Python version: 3.12.3 (main, Aug 14 2025, 17:47:21) [GCC 13.3.0]
Python executable: /home/mikhailarutyunov/projects/time-series-flu/.venv/bin/python3

✅ Python 3.12 verified


## Cell 2: Install and Import Packages

In [2]:
# Note: Packages already installed via uv
# If needed, run: uv pip install ruptures statsmodels lightgbm scikit-learn pandas numpy matplotlib seaborn tabpfn-client python-dotenv
print("📦 Packages should be pre-installed via uv")

📦 Packages should be pre-installed via uv


In [3]:
# Import core packages
import pandas as pd
import numpy as np
import matplotlib.pyplot as plt
import seaborn as sns
from pathlib import Path
import warnings

# Statistical packages
import ruptures
import statsmodels.api as sm
from statsmodels.tsa.deterministic import DeterministicProcess, Fourier
from lightgbm import LGBMRegressor

# TabPFN
import tabpfn_client
from dotenv import load_dotenv
import os

print("✅ All packages imported successfully")
print(f"\nPackage versions:")
print(f"  pandas: {pd.__version__}")
print(f"  numpy: {np.__version__}")
print(f"  statsmodels: {sm.__version__}")
print(f"  ruptures: {ruptures.__version__}")

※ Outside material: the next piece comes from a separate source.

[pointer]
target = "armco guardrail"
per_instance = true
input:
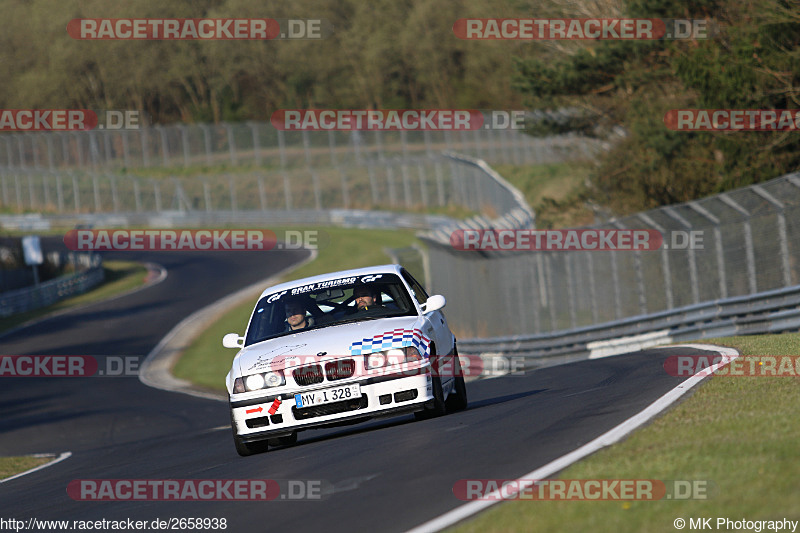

✅ All packages imported successfully

Package versions:
  pandas: 2.3.1
  numpy: 2.3.3
  statsmodels: 0.14.5
  ruptures: v1.1.10


In [4]:
# Pin random seeds
np.random.seed(42)

# Suppress warnings for cleaner output
warnings.filterwarnings('ignore')

print("✅ Random seeds pinned (np.random.seed=42)")

✅ Random seeds pinned (np.random.seed=42)


In [5]:
# Verify CPU-only execution (no CUDA)
# Check if torch is installed (will be for chronos later)
try:
    import torch
    if torch.cuda.is_available():
        print("⚠️  WARNING: CUDA is available but should NOT be used")
        print(f"   CUDA devices: {torch.cuda.device_count()}")
        print("   Force CPU usage in model configs")
    else:
        print("✅ CPU-only execution verified (no CUDA available)")
except ImportError:
    print("✅ PyTorch not installed yet (will install with chronos in nb/03)")

✅ PyTorch not installed yet (will install with chronos in nb/03)


## Cell 3: Create Folder Tree and Verify TabPFN API

In [6]:
# Project root
project_root = Path.cwd().parent

# Create directories
data_dir = project_root / "data"
results_dir = project_root / "results"
forecasts_dir = results_dir / "forecasts"
figures_dir = results_dir / "figures"

# Ensure all directories exist
data_dir.mkdir(parents=True, exist_ok=True)
forecasts_dir.mkdir(parents=True, exist_ok=True)
figures_dir.mkdir(parents=True, exist_ok=True)

print("✅ Directory structure verified:")
print(f"   Data: {data_dir}")
print(f"   Forecasts: {forecasts_dir}")
print(f"   Figures: {figures_dir}")

# Verify data file exists
data_file = data_dir / "NHSdata_dailypercentace_flupositive.csv"
if data_file.exists():
    print(f"\n✅ Data file found: {data_file.name}")
else:
    print(f"\n⚠️  WARNING: Data file not found: {data_file}")

✅ Directory structure verified:
   Data: /home/mikhailarutyunov/projects/time-series-flu/data
   Forecasts: /home/mikhailarutyunov/projects/time-series-flu/results/forecasts
   Figures: /home/mikhailarutyunov/projects/time-series-flu/results/figures

✅ Data file found: NHSdata_dailypercentace_flupositive.csv


In [7]:
# Load and verify TabPFN API key
env_file = project_root / ".env"

if env_file.exists():
    load_dotenv(env_file)
    api_key = os.getenv("PRIORLABS_API_KEY")
    
    if api_key:
        # Set TabPFN access token (following examples/06 pattern)
        tabpfn_client.set_access_token(api_key)
        print("✅ TabPFN client initialized (API key loaded from .env)")
    else:
        print("⚠️  WARNING: PRIORLABS_API_KEY not found in .env file")
else:
    print("⚠️  WARNING: .env file not found")
    print("   TabPFN will not be available in rolling forecast loop")

✅ TabPFN client initialized (API key loaded from .env)


## Summary

Environment setup complete. All checkpoints passed:
- ✅ Python 3.12 verified
- ✅ Core packages installed
- ✅ Random seeds pinned
- ✅ CPU-only execution (no CUDA warnings)
- ✅ Directory structure created
- ✅ Data file verified
- ✅ TabPFN API key loaded

Ready to proceed to Notebook 01 (Data Preparation).